The biggest positive here is that every technical aspect of Punch’s music has stepped up since their last lp; the production has improved, guitars and drums are more complex, vocals are angrier and boast a wider range, and the lyrics have become more intelligent. Dummer Val Saucedo (of Loma Prieta fame) in particular goes above and beyond his performance in past releases (for both Punch and Loma Prieta), always timing his blasts and fills perfectly, while never taking the spotlight for long and providing the perfect backbone for the vehement vocals and riffs. Even the bass is audible and improved upon! Though often simply following the guitar, there are several moments where the bassist follows his own tangent and takes the track to a new level. While not always discernible, the lyrics are a personal and emotional attack on anti-feminists, covering issues like street harassment, prostitution and abuse. On paper, all of these factors combine to create the bands most impressive release to date, and while this is certainly true, there are a handful of problems that hold it back from being something truly spectacular.

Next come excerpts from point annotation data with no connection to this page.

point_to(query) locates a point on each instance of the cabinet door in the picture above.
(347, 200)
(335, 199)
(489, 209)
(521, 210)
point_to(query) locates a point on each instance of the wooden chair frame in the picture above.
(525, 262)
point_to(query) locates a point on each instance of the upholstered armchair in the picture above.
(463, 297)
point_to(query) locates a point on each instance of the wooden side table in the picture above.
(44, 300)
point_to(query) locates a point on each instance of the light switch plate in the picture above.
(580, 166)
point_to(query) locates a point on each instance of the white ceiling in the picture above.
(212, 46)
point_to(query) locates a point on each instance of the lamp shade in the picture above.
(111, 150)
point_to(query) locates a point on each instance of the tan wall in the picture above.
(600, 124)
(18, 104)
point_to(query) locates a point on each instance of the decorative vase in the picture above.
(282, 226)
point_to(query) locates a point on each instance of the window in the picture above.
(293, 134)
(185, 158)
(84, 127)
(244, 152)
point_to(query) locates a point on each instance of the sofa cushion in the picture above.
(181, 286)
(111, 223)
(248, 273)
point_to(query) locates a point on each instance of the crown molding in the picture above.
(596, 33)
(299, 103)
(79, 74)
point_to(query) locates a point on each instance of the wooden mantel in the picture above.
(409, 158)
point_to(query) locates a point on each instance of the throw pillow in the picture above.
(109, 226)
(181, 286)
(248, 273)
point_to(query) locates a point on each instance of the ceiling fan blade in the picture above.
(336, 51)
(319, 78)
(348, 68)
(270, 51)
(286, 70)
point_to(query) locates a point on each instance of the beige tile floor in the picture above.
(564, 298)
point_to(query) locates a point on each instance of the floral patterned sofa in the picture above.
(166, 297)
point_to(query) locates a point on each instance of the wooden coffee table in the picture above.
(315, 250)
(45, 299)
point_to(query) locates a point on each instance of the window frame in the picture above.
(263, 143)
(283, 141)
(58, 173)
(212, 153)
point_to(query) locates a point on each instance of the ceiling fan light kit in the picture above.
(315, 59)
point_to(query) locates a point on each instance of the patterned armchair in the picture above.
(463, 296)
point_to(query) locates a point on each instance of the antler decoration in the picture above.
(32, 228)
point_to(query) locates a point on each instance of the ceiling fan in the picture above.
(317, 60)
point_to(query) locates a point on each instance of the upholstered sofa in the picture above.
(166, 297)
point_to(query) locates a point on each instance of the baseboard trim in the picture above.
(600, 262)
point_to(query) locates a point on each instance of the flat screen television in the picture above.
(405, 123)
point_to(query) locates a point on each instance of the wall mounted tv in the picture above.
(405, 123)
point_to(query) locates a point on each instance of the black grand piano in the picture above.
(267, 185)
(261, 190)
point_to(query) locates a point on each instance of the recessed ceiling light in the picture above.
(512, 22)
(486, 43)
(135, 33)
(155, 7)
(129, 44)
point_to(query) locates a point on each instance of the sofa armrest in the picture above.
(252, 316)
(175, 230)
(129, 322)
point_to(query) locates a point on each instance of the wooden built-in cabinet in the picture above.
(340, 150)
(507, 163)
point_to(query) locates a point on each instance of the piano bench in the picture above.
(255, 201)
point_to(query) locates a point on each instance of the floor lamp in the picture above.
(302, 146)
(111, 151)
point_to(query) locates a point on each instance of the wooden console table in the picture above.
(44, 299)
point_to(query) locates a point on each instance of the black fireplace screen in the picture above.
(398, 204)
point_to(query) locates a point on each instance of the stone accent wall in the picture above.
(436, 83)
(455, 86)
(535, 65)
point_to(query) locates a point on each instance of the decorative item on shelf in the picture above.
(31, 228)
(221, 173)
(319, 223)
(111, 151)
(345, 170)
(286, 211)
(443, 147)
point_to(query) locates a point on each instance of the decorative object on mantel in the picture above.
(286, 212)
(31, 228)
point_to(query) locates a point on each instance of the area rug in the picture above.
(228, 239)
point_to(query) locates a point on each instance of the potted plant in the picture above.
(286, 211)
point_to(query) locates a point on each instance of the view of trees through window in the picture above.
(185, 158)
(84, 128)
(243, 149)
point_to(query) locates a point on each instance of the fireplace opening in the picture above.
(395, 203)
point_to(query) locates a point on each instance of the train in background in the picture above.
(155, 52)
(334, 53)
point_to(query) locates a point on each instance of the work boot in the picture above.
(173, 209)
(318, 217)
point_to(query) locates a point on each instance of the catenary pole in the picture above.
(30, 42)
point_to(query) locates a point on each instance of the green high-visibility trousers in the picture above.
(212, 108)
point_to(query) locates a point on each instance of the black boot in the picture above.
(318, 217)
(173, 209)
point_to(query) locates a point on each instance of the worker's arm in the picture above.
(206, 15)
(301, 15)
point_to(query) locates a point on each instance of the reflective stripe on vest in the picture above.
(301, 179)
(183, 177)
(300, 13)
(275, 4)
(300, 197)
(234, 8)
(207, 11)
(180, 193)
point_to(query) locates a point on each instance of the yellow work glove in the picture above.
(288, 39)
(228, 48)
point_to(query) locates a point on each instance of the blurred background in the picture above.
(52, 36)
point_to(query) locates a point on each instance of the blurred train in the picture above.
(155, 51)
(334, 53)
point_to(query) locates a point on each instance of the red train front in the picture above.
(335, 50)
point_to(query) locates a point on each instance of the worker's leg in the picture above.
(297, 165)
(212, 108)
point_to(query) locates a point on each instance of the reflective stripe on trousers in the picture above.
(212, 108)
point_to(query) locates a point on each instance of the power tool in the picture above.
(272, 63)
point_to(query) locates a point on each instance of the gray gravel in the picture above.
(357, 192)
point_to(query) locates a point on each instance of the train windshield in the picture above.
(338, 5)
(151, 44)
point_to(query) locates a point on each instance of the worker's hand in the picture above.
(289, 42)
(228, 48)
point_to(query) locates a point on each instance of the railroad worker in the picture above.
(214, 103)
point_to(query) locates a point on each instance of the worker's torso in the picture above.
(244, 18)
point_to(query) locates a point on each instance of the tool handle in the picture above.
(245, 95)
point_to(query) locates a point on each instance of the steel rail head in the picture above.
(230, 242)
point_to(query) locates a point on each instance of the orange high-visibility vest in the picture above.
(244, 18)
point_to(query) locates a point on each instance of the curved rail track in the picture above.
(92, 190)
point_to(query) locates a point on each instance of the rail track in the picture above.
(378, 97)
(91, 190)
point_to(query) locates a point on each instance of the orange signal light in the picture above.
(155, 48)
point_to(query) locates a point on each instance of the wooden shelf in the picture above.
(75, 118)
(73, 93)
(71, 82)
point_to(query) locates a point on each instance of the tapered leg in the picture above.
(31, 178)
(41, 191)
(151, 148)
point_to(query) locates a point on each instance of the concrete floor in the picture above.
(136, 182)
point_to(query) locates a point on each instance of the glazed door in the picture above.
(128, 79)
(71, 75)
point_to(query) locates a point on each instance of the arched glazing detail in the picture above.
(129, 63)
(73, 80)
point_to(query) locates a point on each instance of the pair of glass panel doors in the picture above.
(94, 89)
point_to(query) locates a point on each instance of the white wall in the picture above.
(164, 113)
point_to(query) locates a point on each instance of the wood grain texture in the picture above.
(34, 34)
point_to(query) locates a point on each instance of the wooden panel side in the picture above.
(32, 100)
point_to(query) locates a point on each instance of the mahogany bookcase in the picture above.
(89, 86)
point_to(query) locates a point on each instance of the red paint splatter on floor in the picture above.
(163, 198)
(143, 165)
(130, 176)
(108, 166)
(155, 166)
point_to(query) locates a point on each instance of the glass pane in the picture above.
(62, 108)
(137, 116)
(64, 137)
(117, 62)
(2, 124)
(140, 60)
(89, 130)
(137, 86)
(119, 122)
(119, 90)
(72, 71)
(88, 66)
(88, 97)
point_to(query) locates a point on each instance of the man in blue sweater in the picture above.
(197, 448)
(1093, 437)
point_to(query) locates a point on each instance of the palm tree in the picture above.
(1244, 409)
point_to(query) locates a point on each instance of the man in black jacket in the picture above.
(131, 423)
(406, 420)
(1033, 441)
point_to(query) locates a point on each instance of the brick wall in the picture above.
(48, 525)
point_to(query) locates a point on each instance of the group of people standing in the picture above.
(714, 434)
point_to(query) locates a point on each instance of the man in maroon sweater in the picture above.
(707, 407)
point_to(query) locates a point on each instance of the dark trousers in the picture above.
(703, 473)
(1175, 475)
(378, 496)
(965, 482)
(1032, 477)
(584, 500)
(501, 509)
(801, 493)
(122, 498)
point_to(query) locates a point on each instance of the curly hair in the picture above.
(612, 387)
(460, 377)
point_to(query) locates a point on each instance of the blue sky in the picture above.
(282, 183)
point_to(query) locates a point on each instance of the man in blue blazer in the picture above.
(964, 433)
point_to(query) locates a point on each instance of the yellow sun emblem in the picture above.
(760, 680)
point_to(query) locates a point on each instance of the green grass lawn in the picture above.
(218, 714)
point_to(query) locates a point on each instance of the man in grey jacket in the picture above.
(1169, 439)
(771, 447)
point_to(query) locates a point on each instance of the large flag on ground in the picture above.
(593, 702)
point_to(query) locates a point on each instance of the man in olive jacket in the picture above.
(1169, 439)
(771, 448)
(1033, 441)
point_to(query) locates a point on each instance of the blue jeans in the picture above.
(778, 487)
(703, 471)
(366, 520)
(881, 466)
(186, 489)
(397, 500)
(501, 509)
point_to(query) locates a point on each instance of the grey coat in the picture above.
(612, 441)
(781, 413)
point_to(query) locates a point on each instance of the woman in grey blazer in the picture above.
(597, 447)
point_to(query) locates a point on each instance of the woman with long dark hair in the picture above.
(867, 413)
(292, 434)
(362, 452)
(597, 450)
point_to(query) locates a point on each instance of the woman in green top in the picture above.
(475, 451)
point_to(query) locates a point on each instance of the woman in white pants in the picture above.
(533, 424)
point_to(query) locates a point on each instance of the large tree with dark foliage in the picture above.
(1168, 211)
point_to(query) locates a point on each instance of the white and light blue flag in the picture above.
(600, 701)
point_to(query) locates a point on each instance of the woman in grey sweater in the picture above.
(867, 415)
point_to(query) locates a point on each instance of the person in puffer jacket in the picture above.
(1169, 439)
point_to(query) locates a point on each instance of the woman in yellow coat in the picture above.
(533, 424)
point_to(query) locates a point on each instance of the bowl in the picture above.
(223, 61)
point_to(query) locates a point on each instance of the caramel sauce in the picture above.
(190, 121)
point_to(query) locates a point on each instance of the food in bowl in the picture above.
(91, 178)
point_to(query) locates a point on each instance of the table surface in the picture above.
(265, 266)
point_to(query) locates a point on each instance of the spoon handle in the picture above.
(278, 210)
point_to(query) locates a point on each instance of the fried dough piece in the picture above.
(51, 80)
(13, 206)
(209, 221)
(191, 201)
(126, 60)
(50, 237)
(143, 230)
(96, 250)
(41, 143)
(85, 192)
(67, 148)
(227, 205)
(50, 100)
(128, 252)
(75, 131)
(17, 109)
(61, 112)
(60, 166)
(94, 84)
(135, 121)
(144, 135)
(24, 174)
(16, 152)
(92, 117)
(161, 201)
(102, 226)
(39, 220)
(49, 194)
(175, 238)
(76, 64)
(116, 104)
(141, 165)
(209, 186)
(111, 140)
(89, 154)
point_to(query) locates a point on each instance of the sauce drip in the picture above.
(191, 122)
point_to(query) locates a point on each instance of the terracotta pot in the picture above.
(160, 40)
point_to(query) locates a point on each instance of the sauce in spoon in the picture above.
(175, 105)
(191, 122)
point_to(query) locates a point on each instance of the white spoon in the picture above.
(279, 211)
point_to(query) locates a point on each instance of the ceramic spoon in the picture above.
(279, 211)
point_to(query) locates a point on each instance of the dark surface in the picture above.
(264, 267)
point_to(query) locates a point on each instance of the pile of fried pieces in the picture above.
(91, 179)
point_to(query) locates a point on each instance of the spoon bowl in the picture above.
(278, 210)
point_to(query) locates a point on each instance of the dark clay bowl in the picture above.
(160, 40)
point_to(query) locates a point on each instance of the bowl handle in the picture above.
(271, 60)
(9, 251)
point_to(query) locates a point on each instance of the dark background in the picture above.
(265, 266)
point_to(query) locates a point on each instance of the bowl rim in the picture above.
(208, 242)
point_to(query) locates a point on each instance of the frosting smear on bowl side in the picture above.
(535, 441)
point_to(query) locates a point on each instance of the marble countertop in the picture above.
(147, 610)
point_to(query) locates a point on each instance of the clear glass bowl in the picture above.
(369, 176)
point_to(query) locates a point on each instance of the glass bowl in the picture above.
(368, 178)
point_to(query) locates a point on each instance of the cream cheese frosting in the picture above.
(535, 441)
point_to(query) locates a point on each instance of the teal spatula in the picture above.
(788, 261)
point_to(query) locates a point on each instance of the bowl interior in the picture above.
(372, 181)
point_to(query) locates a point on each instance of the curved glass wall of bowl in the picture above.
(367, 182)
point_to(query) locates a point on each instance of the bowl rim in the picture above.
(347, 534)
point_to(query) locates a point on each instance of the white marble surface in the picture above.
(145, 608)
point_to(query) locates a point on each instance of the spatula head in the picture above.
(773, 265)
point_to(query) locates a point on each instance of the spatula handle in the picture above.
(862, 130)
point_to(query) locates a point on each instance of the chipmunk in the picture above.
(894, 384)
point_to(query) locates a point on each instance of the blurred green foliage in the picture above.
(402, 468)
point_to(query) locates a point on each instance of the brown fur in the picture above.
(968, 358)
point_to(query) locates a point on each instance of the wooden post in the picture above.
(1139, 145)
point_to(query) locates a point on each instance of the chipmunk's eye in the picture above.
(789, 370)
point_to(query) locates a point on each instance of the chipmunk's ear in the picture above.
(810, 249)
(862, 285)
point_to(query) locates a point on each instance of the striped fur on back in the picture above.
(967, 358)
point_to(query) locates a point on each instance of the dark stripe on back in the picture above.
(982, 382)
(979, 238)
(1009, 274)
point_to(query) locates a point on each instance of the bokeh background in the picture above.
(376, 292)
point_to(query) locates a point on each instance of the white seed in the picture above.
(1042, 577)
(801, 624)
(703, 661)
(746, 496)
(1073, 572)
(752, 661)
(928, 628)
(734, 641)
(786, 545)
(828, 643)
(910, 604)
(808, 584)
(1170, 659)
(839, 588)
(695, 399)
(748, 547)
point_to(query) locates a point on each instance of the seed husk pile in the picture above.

With previous albums, Punch gave significantly more breathing room than they do here. While you certainly couldn’t call them soft, they’d often set into a slower groove, taking their time with the song and giving the listener a chance to drink in what they’re hearing. On They Don’t Have to Believe
, Punch have decided to trim all the fat, creating a concise slab of music and no filler, with mixed results. While the genre is fundamentally built on a fast-paced and trimmed-down formula, there comes a point where it’s simply too stripped down. Punch throw grimy hardcore at you every step of the way, and allow no time to catch your breath. This accomplishes the objective of assaulting the ears of their decidedly masochistic audience, but with the exception of the first minute in 9th track ‘Denial’, there aren’t even 5 seconds where rapid-fire riffs and Meghan’s impassioned screams aren’t flooding the speakers. This makes it hard to flesh the tracks out, and while they succeed at creating a no-frills hardcore record, highlights are minimal. This hurts its replayability, but thankfully this is somewhat mitigated by the sheer complexity of the music at hand.
While sometimes you’ll think you’ve heard the same riff before, and sometimes bordering on unoriginal, Punch have succeeded in creating a coherent and concise piece of abrasive hardcore that will abuse you and have you begging for more. There is enough meat to keep a listener occupied for several playbacks; riffs aplenty, lyrical depth and musical complexity all offset the minor problems and ensure an avid listener won’t get bored. Avoiding all the gimmicks that many female-fronted hardcore bands lean on as a crux, and never preaching its message to the point of becoming contrived, They Don’t Have to Believe
stands as one of the best hardcore releases of 2014.